Our office recently filed a case on behalf of a group of Navajo Allottees in the U.S. District Court for the District of New Mexico, Begay et al. v. Public Service Company of NM et al., No. 09-CV-137-BB-RLP. The case alleges that the United States Bureau of Indian Affairs violated its fiduciary duties by statute and regulation by not obtaining independent appraisals for rights-of-ways (ROWs) negotiated by the U.S. on behalf of Navajo Allottees, and for failing to negotiate fair market value for the ROWs. The U.S. is a defendant for declaratory and injunctive relief, and we have also named several corporate defendants as participants in the breach of fiduciary duty. We seek payment to the Navajo Allottees of the fair market value of the ROWs on their property from Public Service Company of New Mexico (PNM), El Paso Corporation, Enterprise Products Partners L.P., Kinder Morgan, New Mexico Gas Company, Transwestern Pipeline Co., LLC, Tuscon Electric Power Company and Western Refining, Inc. The case seeks class certification for thousands of Allottees, who we allege received a fraction in payment for ROWs in comparison to their immediate neighbors.

Dec. 10, 2008

This week, the District Court issued an interesting decision in an ERISA case that our firm is co-counseling, Comrie v. IPSCO, No. 08-3060 (N.D.Ill. Dec. 10, 2008). The court considered the question of whether foreign labor and benefits contracts are preempted by ERISA, holding that they are not.

The case involves an executive originally from Regina, Saskatchewan. According to the complaint, he entered into an oral contract to come to the U.S. to work in a division headquartered in Illinois, upon the company's commitment that he would be allowed to keep his Canadian benefits. He came to the U.S. (later becoming a citizen), then discovered upon his removal from office some years later that the company would pay him only under the U.S. ERISA plan, quite possibly shorting him millions of dollars.

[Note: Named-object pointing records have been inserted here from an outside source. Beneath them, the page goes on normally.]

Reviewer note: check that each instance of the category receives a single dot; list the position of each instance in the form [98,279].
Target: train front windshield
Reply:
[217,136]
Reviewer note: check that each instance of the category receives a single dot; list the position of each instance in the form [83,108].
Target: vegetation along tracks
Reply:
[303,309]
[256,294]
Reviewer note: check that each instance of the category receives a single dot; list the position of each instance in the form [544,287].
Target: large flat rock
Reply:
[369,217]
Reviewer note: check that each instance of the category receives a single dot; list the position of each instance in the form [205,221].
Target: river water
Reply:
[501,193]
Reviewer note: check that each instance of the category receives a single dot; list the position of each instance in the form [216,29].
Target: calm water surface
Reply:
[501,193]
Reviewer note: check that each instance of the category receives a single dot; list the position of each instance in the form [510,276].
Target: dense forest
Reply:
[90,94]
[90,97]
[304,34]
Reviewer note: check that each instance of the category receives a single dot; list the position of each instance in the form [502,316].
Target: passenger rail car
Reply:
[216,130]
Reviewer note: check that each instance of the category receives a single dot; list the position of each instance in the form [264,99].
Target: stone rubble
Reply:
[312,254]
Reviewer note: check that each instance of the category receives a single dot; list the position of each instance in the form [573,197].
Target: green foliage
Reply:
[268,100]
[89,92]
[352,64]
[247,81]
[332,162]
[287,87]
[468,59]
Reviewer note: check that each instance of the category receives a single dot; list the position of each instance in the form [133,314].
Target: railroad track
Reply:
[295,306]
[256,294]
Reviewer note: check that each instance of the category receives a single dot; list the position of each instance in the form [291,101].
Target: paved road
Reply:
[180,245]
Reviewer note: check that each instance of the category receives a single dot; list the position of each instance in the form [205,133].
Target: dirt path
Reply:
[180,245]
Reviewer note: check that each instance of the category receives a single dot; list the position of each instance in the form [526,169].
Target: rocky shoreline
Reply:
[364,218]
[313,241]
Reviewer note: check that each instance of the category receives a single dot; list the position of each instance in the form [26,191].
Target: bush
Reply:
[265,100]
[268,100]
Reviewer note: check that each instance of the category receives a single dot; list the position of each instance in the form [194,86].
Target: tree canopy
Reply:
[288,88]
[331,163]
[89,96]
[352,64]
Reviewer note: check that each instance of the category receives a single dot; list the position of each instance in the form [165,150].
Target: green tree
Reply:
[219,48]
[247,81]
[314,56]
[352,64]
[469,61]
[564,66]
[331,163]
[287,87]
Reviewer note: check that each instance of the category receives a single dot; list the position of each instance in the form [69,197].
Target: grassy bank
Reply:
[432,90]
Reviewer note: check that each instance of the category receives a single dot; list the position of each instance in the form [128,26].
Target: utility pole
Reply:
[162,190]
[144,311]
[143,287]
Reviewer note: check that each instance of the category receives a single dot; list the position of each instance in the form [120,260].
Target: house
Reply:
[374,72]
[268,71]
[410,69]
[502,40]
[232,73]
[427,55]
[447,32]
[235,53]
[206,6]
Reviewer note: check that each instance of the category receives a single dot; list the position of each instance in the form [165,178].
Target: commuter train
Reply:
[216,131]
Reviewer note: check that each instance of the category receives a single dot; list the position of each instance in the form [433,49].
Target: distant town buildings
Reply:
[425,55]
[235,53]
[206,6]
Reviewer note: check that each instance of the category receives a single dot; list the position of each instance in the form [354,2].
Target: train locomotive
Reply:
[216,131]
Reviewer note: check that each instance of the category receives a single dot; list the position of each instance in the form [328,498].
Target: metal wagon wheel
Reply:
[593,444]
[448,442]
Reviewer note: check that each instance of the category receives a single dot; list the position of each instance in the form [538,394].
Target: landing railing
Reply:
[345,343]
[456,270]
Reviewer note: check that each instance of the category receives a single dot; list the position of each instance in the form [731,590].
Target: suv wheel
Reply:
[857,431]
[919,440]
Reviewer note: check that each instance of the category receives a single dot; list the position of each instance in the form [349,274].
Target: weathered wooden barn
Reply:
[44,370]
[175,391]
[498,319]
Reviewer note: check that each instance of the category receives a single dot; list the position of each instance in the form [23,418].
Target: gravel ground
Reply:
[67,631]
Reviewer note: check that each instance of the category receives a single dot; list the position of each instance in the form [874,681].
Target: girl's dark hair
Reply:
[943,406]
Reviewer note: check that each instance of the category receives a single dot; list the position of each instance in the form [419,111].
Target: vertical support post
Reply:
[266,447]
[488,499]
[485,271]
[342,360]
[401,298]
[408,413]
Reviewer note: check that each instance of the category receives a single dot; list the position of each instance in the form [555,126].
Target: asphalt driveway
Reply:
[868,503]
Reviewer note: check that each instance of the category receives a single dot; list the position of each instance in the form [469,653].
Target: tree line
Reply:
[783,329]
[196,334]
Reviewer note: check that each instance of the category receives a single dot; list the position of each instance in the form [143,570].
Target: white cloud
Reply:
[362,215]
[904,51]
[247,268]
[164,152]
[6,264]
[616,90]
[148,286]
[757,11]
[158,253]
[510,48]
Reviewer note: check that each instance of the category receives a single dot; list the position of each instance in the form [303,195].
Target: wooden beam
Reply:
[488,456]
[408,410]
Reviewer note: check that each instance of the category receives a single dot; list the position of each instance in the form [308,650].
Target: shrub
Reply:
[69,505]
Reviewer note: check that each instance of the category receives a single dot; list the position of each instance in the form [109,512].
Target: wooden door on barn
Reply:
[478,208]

When the former executive sued for the benefit, he brought the action under both ERISA and contract law, and (not unexpectedly) IPSCO moved to dismiss the common-law claims on preemption grounds. But in this decision (attached). Finding that the executive contract should be governed by Canadian law (under a "most significant contacts," conflict of laws analysis), the court held that the contract was not preempted.